Good performance in detecting cheaters does not depend on experience with an advanced market economy: Hunter-horticulturalists in the Amazonian rainforest are as good at detecting cheaters as are college students in the United States, Europe, and Asia. Familiarity is irrelevant: Performance is excellent for novel, culturally unfamiliar social exchange rules but poor for familiar rules not involving social exchange. By age 3, children understand what counts as cheating in social exchange but not what counts as violating conditional rules describing the world. That is, the cheater-detection mechanism develops early and across cultures.
Brain damage can impair cheater detection without damaging one’s ability to detect violations of logically identical social rules that do not involve social exchange. Neuroimaging results show that reasoning about cheaters in social exchange produces different patterns of brain activation than reasoning about other social rules.
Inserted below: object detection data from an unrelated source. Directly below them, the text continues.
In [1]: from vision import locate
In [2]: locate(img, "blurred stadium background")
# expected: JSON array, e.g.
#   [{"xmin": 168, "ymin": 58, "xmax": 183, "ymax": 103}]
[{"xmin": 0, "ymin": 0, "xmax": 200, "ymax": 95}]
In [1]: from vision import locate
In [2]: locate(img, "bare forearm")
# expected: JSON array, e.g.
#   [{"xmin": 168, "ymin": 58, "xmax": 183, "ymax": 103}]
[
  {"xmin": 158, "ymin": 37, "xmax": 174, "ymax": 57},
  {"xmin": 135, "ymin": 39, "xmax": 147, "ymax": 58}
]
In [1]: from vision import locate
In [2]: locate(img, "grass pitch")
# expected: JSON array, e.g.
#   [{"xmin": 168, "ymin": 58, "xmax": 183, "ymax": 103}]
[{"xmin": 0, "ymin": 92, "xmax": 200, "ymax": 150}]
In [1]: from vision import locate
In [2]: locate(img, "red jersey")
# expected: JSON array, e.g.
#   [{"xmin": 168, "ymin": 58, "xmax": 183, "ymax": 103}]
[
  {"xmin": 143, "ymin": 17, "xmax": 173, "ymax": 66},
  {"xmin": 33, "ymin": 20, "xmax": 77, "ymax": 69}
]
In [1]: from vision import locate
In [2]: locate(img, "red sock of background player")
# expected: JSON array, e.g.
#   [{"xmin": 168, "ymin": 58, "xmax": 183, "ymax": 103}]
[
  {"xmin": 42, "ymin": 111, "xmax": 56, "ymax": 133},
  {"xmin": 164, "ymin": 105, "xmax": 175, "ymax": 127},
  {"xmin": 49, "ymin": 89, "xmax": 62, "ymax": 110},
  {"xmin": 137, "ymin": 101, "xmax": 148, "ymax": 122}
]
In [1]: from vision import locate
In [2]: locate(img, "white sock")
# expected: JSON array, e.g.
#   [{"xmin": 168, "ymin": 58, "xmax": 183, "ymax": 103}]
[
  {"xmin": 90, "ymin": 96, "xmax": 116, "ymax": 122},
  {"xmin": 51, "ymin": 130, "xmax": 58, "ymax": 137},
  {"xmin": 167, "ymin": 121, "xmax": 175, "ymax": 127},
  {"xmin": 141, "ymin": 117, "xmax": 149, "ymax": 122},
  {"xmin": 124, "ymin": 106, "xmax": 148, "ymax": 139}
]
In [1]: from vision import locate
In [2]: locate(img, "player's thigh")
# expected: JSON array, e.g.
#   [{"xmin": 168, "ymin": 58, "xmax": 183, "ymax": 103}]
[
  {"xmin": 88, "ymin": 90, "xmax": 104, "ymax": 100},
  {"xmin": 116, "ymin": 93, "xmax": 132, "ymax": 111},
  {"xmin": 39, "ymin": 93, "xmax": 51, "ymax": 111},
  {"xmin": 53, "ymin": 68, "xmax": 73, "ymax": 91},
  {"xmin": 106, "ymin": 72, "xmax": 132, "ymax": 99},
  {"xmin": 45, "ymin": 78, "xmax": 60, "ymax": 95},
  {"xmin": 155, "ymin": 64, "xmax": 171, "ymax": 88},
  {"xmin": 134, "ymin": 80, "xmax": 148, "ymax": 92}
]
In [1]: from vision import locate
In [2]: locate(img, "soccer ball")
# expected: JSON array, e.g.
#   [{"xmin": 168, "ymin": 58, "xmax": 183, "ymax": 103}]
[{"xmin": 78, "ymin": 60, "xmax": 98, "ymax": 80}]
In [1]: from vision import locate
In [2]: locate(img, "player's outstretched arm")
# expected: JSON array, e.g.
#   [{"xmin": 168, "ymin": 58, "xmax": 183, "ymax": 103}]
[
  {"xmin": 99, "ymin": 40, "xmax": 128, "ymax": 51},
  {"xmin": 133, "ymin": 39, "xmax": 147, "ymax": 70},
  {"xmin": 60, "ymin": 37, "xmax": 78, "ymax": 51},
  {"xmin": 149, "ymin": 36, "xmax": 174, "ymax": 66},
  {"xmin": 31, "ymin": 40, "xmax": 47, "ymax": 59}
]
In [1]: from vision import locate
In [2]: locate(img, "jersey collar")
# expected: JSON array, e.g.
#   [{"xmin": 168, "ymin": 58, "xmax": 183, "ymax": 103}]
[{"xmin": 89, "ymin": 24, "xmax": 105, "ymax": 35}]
This is further evidence that cheater detection is caused by a specialized mechanism in the human mind/brain.
Importance of Cheater-Detection Mechanism
This research shows that evolutionary biology can help one discover new mechanisms of the mind and supports the idea that minds are composed of many specialized programs.
- Cosmides, L., & Tooby, J. (2005). Neurocognitive adaptations designed for social exchange. In D. M. Buss (Ed.), Handbook of evolutionary psychology (pp. 584-627). Hoboken, NJ: Wiley.
- Ermer, E., Guerin, S., Cosmides, L., Tooby, J., & Miller, M. (2006). Theory of mind broad and narrow: Reasoning about social exchange engages TOM areas, precautionary reasoning does not. Social Neuroscience, 2(3-4), 196-219.